Oct 21, 2011

The Calm Before

I have recently been involved in numerous conversations with many of my friends about being in a position of calm and assurance. A few of them are satisfied with where they are at, and others want to be satisfied but can't quite get there. I tend not to fully believe those who say they are content with what they have, because I have rarely been content with the position I am in. In fact, it seems like every person I talk to is striving for something new. It comes out in conversations that usually look like this...

Me: "So how's life?"
Person: "It's going really well I just got a new job that I am really excited about."
Me: "What do you do?"
Person "Well, it's kind of a lower level position right now but I should be able to move up quickly, and the pay isn't great but hopefully if I stick it out the pay is really good!"
Me: "So what happened to that one thing you were working on, you seemed really stoked and passionate about that?"
Person "Well...I just never really pursued it like I could have, and no one seemed interested in helping me, and it's hard to do something that doesn't pay you well, or at all. I feel like my life is leading in a different direction for now."


To be honest, I am the "person" in most of those conversations and "me" is usually played by my friends and family members. I have also decided that this conversation occurs way more than it should. This uneasiness is caused by what I would call "the storms" that occur daily in my life. A storm is a confrontation with my boss, a paycheck that doesn't equal my bills, seeing the successes of someone else that I want, etc... All of this and more decides how whether my day is spent on the boat being productive, or getting tossed around by the seas never moving forward and even sailing in the right direction. My solutions so far have been less than fruitful to say the least. An impromptu job search, a new scheme to make money, a half thought creative idea, or any kind of quick fix that will make me the most successful, happy, and interesting man in the world ("Stay thirsty my friends").Needless to say, this never works and I end up spending the rest of my day on Face book stalking my friends Holiday pictures from their junior year of college. The storm goes away, not because I sailed out of it, but because I gave up and now I am back where I started. It's like I have woken up on my boat not realizing where I am, and feeling more defeated than when the storm came.

So here I am again sitting in the calm before the inevitable storm; which meteorologists say is due to hit at around 8:00am Monday morning, but could come as soon as late Sunday evening. But what if the storm didn't have to come? What if it was not an inventible force in our lives? Maybe just maybe we can control the weather and the storms don't need to happen.

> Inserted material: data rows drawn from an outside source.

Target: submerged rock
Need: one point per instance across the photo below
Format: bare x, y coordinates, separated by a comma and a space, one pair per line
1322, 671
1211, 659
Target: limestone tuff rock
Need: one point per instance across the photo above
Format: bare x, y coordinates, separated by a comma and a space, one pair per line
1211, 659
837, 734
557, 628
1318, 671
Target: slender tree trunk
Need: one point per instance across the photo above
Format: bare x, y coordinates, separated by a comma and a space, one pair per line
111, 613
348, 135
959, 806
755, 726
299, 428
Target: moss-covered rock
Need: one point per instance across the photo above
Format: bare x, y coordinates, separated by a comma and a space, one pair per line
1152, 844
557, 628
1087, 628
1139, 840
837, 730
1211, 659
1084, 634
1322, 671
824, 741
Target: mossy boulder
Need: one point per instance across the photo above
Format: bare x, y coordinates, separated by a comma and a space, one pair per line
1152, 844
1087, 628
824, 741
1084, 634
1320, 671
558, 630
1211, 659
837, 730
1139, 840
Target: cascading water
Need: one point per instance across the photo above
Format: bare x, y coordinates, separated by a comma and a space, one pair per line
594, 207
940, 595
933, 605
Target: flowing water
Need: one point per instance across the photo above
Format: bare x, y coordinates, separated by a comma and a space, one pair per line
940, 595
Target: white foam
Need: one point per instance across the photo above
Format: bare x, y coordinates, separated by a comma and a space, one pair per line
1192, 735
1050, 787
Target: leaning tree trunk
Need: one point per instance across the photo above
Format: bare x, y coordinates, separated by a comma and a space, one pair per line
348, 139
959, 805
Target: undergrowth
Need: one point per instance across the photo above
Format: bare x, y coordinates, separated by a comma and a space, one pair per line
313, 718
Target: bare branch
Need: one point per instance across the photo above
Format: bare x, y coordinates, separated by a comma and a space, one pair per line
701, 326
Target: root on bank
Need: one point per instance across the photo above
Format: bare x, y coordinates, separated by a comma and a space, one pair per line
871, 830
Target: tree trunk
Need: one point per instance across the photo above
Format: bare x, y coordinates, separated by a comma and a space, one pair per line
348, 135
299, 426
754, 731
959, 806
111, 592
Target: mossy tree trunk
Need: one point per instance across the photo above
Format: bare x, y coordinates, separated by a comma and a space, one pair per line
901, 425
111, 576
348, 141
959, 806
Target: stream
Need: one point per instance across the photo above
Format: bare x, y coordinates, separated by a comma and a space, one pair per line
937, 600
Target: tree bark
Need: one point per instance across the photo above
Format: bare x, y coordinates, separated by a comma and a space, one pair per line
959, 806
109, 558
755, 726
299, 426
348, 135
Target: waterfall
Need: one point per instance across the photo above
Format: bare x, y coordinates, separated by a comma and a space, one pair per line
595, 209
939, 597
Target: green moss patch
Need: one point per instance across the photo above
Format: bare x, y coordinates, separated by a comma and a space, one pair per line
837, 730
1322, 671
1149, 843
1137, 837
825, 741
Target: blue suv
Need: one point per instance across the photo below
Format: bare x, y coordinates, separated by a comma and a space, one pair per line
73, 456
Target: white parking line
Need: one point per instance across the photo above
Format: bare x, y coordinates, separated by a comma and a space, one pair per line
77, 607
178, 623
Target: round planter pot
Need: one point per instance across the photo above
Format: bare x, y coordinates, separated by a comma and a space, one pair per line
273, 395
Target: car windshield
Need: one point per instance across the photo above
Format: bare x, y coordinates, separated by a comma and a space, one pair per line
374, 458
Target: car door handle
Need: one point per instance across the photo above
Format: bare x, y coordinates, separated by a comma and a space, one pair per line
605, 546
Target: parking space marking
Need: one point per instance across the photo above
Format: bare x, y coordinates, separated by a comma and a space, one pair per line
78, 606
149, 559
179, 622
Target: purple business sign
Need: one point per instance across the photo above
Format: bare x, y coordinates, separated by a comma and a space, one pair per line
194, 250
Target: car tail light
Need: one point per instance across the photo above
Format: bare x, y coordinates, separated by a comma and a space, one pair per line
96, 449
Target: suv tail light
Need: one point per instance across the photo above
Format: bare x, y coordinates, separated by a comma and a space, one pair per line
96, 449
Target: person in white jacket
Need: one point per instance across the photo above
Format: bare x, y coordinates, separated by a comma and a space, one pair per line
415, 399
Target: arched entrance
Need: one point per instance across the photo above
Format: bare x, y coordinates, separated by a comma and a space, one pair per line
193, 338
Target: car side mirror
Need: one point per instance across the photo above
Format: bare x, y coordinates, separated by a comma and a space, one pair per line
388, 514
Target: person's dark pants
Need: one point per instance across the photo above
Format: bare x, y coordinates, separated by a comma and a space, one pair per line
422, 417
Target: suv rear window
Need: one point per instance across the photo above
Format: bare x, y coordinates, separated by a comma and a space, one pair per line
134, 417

I had a professor at the University of Colorado that asked me " When was the last time that you truly enjoyed where you were at in that moment...Maybe at a football game or at home, but you didn't think at all about what you were doing later that night or 5 min. from then for that matter?" I was amazed; I could probably count those occurrences on one hand. But as I sit here at work on a Friday afternoon at 2:00pm, this memory came rushing back, reminding me to not only take a step back, but enjoy this where I am at. I don't believe that there has to be a storm after the calm. Sometimes the calm needs to last longer than we tend to let it; especially when we are the ones allowing the storms to take place and take over our lives.

 I see things clearer without rain and wind blowing in my eyes. It's time to stop letting the storms win, and move forward in confidence and calm; with the expectations that we are pointed in the direction of the things we were meant to do. So enjoy the weekend...and know that the weatherman is usually wrong.